Podcast gear

This is a living gear guide based on the stuff I’ve battle-tested over years of podcasting.

Microphones

  • The Fifine Studio USB condenser microphone is a decent budget mic. At £30 it’s a good starter as you don’t need any more kit.
  • The Røde NT1-A is sturdy, reliable and versatile. At over £130 it’s a big step up, but if you’ve got the means, it’s a great pick. As it’s an XLR mic, you’ll need a mixer or a USB audio interface, like the PreSonus AudioBox iOne. The mic also comes with a pop shield, a shock mount and a stand.
  • The Heil PR 40 is the mic to get if you’re ready to up your game. You may also need something to boost your signal as it needs a lot of gain, so consider a preamp or the Cloud Lifter — which uses your mixer or USB interface’s phantom power to provide extra gain, which would normally be reserved for a different type of mic — to add that extra gain before it enters your DAW. At closer to £300, it’s the mic for the committed podcaster, and it’s trusted by the pros.

USB audio interfaces

If you’re not using a USB microphone, you’ll need one of these to connect the XLR output of your mic into the USB input of your computer.
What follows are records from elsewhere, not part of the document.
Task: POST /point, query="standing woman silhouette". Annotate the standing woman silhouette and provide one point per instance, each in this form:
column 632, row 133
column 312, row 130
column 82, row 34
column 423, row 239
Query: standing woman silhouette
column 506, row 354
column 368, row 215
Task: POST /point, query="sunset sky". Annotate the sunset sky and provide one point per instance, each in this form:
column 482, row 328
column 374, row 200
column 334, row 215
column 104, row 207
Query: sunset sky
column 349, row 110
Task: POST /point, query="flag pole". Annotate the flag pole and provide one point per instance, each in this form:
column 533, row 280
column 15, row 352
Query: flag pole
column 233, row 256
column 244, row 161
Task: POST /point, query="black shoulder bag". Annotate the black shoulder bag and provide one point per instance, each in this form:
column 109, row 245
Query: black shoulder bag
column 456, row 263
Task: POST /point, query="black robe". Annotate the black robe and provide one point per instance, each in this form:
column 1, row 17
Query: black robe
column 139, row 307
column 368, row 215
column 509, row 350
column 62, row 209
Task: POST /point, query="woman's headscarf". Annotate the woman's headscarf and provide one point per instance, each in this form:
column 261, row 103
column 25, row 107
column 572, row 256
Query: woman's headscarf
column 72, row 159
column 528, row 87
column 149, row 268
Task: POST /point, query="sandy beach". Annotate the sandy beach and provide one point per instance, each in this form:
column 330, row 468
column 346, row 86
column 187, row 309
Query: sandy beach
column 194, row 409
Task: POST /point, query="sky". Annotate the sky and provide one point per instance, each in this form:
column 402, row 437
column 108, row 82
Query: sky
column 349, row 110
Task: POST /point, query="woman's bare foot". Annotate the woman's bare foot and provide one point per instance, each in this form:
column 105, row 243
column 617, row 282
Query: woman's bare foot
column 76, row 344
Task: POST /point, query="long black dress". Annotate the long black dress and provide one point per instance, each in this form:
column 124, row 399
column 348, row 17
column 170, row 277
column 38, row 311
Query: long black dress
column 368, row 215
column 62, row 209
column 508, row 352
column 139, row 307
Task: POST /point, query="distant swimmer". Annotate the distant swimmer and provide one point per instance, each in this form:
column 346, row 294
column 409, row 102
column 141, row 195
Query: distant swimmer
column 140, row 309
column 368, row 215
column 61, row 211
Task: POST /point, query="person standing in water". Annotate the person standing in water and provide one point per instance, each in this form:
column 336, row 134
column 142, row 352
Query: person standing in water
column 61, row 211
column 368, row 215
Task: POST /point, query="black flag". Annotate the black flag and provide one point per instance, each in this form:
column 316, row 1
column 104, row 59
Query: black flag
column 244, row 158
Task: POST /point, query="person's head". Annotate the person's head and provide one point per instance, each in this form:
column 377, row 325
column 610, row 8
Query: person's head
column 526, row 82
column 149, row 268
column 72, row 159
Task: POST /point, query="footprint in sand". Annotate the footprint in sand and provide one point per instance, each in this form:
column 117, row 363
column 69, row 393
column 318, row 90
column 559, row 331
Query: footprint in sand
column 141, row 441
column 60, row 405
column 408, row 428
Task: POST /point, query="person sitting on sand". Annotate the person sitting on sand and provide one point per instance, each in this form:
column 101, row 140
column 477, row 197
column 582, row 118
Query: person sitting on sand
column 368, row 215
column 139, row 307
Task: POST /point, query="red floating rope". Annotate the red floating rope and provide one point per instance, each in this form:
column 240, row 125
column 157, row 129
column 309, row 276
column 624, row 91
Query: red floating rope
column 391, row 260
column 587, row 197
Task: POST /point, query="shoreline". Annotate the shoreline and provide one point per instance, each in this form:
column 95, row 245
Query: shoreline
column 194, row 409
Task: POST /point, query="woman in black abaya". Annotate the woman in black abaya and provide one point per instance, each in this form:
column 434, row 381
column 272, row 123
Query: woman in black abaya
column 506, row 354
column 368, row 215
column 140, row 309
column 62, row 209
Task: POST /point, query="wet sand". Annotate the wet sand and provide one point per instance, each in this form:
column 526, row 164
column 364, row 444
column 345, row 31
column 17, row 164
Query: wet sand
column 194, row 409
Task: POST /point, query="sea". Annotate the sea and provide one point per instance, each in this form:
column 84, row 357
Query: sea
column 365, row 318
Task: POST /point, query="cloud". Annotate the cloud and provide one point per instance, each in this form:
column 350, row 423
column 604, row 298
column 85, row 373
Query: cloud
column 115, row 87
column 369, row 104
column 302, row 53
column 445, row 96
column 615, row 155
  • The Behringer 302USB Xenyx is a little mixer with a single XLR input. It can take other inputs as well, but for taking a single mic input that doesn’t need too much gain, it’s fine, but might add a little digital noise if your mic signal isn’t strong enough.
  • The PreSonus AudioBox iOne is a solid, single-mic interface and preamp, that doesn’t require any drivers to use.
  • The Behringer X1204USB Xenyx is the kind of thing you might consider if you’re recording multiple voices at once over Skype, and you want to employ the mix minus technique (where you send the finished audio (your voice plus any audio from your computer) minus the caller’s voice to Skype, so the caller doesn’t hear their own voice routed back through your mixer). It also provides phantom power, so if you’re using a condenser mic, this will power it.

Headphones

  • I recommend the Sony MDR-7506/1. They’re very affordable, and they sound great. More importantly, they make bad audio sound bad, which is what you need to hear when editing.

You don’t need to spend that much on headphones, because your listeners won’t, but you should listen on more than just a pair of studio headphones. Make sure your audio sounds good on budget earbuds as well.